The Common Law of England and the tribunals that administered it discouraged the forfeiture of tenants' interests, and the landlord was held strictly to the technical proofs required by law.
The Irish Ejectment Code—how it Pressed against the Tenant.
In Ireland a different course was followed. The Irish “Ejectment Code,” which originated in the reign of Queen Anne, had for its object, to quote an eminent Irish lawyer, the expediting and facilitating the eviction of the tenant. It got rid of every formality by which the old Common Law delayed and obstructed the forfeiture of the tenant's estate. Statute after Statute was passed for this purpose. The whole principle of the Common Law was reversed. Chief Justice Pennefather judicially declared that it was a code of law made solely for the benefit of the landlord, and against the interest of the tenant, and that it was upon this principle that judges must administer and interpret it.
Facilities given for Evicting Leaseholders.
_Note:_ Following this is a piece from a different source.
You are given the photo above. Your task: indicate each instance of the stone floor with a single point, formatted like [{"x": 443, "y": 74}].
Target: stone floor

The landlord who sought to evict a tenant holding under lease was, down to the year 1816, obliged to proceed in one of the Superior Courts of law, a practice which caused much expense and delay. When the European peace came in 1815, after the Battle of Waterloo, the fall in agricultural prices rendered it difficult, if not impossible, for tenants to pay the high rents which had been fixed while war prices ruled. An Act was immediately passed (56 George III., c. 88) which enabled an ejectment to be obtained in the County Courts at a small cost, and without delay. In this respect Ireland was forty years ahead of England, as a similar jurisdiction was not given to the English County Courts until 1856.
Facilities given for Evicting Yearly Tenants.
The Irish Ejectment Code applied only to tenants holding under leases or written contracts. As the country advanced, landlords gradually ceased to give leases, and the great majority of small tenants held from year to year. To meet this state of things the Civil Bill Court Act of 1851 extended the ejectment for non-payment of rent to tenancies from year to year. Under the English statutes no similar power was given, and the English landlord was obliged in the case of non-payment of rent to first serve the tenant with a Notice to Quit, and then proceed to evict him by the slow and costly process of an action in the Superior Courts.
The Land Act of 1860 (Deasy's Act).
From this sketch it will be seen that the law governing the relations of landlord and tenant in Ireland became more and more favourable to the owner. This [pg 177] tendency culminated in 1860, when, by “Deasy's Act” (23 & 24 Vic., c. 154)—which was passed through Parliament without amendment—the relation between landlord and tenant was defined as founded on contract and not upon tenure. The Act proceeded on the assumption that the land is the exclusive property of the landlord, and that the tenant's interest is nothing more than that of a person who has agreed to pay a certain remuneration for the use of the soil for a limited period. It simplified and increased the remedies of the landlord for recovering possession of the land, and rendered efficient the law of ejectment for non-payment of rent and on notice to quit. Thus a default in payment of one year's rent entitled a landlord to evict the tenant and get possession of the land, with all improvements on it, even where such improvements many times exceeded in value the amount due. So also, by serving a Notice to Quit, the landlord could similarly get rid of the tenant without cause, and take possession of the holding and all its improvements, no matter how valuable these might be, and without having to pay any compensation. The governing principle of the Act was that whatever attached to the freehold became part of the freehold.